A government needs to be formed before peace talks with the rebels can take place, according to Lamamra. New laws, changes
to the constitution and a power-sharing arrangement are all options, as long as “the national unity and territorial integrity” of Mali is respected, he said.

‘No Negotiations’

“As far as the criminal groups and terrorist groups are concerned, there will be no negotiations,” Lamamra said, referring to al-Qaeda in the Maghreb. “We want the Malian groups to get away from them.” The AU also called for the rapid creation of a list of individuals to face sanctions for impeding the peace process or the return to democracy, he said.

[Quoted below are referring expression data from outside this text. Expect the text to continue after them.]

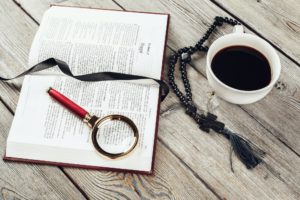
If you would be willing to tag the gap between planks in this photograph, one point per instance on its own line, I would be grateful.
(166, 146)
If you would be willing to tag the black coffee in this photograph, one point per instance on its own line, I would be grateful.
(242, 67)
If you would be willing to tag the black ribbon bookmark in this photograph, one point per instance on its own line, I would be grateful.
(93, 77)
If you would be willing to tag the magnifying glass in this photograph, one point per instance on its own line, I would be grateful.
(113, 136)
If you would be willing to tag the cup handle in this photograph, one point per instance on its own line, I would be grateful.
(238, 29)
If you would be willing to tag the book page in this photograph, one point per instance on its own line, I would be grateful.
(44, 130)
(94, 40)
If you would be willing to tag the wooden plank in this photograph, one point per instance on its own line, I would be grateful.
(282, 178)
(22, 181)
(103, 185)
(279, 111)
(209, 164)
(278, 21)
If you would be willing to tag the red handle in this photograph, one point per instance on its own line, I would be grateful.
(69, 104)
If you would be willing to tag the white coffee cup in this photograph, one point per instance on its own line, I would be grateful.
(239, 38)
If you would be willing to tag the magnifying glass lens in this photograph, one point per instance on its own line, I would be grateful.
(115, 136)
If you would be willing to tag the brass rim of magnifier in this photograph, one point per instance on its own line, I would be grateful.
(122, 118)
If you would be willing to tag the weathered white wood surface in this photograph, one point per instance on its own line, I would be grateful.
(97, 184)
(278, 21)
(190, 164)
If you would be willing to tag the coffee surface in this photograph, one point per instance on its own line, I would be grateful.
(242, 68)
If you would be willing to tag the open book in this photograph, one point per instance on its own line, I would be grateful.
(90, 40)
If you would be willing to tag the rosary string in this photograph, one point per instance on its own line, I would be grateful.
(250, 155)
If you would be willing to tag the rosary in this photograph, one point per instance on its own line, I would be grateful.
(243, 148)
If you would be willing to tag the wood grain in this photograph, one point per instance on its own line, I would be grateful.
(206, 154)
(172, 180)
(279, 111)
(278, 21)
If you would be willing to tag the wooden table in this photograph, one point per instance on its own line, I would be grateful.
(190, 164)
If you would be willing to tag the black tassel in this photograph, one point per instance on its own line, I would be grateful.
(250, 155)
(246, 151)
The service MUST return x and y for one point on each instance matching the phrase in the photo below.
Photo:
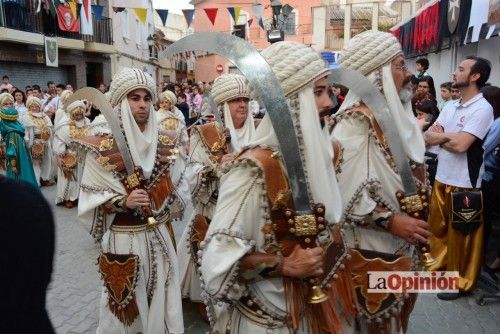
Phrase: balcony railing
(17, 16)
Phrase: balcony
(19, 17)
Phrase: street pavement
(73, 296)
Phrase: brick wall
(19, 62)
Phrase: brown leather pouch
(119, 273)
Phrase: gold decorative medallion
(106, 144)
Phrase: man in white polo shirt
(459, 130)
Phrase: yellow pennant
(72, 6)
(142, 14)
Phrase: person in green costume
(17, 157)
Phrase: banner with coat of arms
(51, 52)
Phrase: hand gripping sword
(305, 222)
(412, 201)
(134, 179)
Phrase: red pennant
(211, 13)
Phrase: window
(125, 24)
(288, 24)
(138, 33)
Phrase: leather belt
(127, 219)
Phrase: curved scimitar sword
(261, 77)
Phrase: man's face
(423, 87)
(402, 78)
(321, 95)
(239, 110)
(165, 104)
(445, 94)
(462, 77)
(18, 97)
(7, 104)
(52, 88)
(139, 101)
(78, 115)
(34, 108)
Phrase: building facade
(297, 26)
(82, 59)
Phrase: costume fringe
(126, 314)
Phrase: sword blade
(260, 75)
(377, 103)
(99, 100)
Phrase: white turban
(127, 80)
(371, 53)
(297, 67)
(4, 97)
(33, 100)
(228, 87)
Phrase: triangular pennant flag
(97, 10)
(163, 13)
(72, 6)
(188, 15)
(257, 10)
(86, 4)
(78, 10)
(53, 8)
(211, 13)
(142, 14)
(235, 13)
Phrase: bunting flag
(212, 14)
(163, 13)
(86, 6)
(66, 20)
(97, 10)
(188, 15)
(235, 13)
(53, 8)
(86, 18)
(73, 7)
(261, 23)
(142, 14)
(258, 10)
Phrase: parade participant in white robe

Ansar ud-Din, an Islamist group that recently destroyed historic mausoleums in Timbuktu they regarded as “idolatrous,” are partly composed of Malians and partly of foreign terrorists, Lamamra said. While the Malians will be welcomed to the talks, foreigners will be excluded, he said.
The United Nations Security Council on July 5 asked for “additional information” before supporting an African request for military intervention in Mali. The Economic Community of
West African States has sent a technical team to Bamako to assess how big a force it may need to send and will report to the Security Council by the end of the month, Kadre Desire
Ouedraogo, the Ecowas Commission president, said in an interview.
While only African countries would participate in an intervention force, other nations may provide funding and logistics, Lamamra said.
The African Union will also coordinate efforts to reform and strengthen Mali’s army, to help it defend itself against future incursions, Lamamra said. The coup happened after soldiers complained they weren’t sufficiently equipped to fight the northern rebels.